И вся фантастичность истории с порталом прогнулась и обесценилась перед фантастичностью шокового известия о своей зависимости от презираемого Парамонова. Тут не только в портал нырнёшь…
Она открыла дверь в портал, приложила ключ к стене и, не испытывая особых эмоций, произнесла: – Парамонов.
Перед ней открылось совершенно чёрное пространство с узенькой освещённой дорожкой. Свет проникал через щели ещё одной двери, до которой надо было пройти шагов двадцать. Получалось, что портал есть некий тамбур, между дверью хранилища инструментального фонда музыкального колледжа и щелястой противоположной дверью, за которой предполагалось какое-то ярко освещённое пространство – может солнечная поляна, а может городская площадь.

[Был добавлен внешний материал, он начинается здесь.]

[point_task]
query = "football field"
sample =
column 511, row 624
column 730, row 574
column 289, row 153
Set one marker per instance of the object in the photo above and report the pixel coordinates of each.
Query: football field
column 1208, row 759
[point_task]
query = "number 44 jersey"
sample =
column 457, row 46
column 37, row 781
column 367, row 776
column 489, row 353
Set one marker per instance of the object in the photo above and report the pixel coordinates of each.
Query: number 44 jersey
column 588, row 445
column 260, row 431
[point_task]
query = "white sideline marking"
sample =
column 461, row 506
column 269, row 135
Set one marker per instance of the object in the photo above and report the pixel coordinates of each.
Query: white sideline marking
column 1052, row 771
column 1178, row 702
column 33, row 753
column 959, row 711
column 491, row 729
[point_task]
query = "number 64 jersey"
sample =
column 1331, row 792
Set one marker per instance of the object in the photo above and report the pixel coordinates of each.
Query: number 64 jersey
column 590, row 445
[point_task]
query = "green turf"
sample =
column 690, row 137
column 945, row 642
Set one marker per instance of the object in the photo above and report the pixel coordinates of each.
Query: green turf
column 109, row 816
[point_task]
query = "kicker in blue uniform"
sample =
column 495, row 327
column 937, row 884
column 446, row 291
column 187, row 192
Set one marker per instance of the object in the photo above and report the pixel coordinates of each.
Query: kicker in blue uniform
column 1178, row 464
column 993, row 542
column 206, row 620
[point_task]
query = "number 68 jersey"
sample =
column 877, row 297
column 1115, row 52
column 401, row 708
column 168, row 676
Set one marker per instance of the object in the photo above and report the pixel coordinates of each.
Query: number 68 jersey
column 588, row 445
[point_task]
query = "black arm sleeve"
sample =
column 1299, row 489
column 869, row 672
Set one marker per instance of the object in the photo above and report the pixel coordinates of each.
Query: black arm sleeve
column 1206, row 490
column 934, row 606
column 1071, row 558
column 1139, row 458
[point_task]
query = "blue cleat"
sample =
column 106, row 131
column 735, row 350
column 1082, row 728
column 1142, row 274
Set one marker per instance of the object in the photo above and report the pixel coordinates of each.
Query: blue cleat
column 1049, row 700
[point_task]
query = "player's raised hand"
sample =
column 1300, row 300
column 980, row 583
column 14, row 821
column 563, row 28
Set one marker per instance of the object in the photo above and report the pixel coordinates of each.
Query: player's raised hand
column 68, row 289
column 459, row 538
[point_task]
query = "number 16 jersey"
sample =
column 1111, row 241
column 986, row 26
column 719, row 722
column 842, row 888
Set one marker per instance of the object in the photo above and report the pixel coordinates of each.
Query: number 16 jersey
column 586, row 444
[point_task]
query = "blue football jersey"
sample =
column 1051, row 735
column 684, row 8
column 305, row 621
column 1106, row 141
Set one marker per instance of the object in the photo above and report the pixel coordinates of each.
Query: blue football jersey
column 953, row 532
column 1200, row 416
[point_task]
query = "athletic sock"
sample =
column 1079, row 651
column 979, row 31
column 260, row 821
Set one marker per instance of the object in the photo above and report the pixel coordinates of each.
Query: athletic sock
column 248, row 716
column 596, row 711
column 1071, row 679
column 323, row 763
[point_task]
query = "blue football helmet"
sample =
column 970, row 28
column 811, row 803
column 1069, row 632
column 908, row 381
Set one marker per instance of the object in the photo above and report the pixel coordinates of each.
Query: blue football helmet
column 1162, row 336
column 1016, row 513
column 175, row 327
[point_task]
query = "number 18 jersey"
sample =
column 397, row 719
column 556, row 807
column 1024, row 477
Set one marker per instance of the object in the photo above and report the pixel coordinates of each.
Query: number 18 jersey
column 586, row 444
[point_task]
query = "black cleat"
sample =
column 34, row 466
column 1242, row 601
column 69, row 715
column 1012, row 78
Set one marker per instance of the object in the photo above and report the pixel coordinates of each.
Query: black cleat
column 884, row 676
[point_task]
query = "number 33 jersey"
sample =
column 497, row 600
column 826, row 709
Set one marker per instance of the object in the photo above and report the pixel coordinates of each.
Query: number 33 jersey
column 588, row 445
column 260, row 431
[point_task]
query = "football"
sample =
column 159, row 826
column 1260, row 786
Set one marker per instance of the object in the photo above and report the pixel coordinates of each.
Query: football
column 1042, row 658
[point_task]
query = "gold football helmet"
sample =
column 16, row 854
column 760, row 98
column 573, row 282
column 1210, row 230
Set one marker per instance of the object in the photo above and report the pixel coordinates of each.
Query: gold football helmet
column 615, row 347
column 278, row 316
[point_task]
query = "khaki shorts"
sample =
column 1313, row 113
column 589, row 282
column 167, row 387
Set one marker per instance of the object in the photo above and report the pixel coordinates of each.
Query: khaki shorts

Катя пожала плечами и невозмутимо двинулась по дорожке. Подойдя вплотную, она, не задумываясь, дёрнула на себя дверь. Та скрипнула и показала мир – жёлтый от зноя, в пыльных развалинах и почти бесшумный. За порогом был небольшой дворик, с засохшими деревьями, с мёртвым лепным фонтанчиком и с разбросанным по пыльному периметру ветхим домашним скарбом.
Дворик вываливался через пролом в кирпичном заборе и, разбежавшись по склону, постепенно превращался в огромный город, по которому когда-то непрерывно работала тяжёлая артиллерия, с голубого неба сыпались фугасы, горожане массово гибли или бежали, успевая, всего лишь схватить в охапку детей да нехитрые пожитки.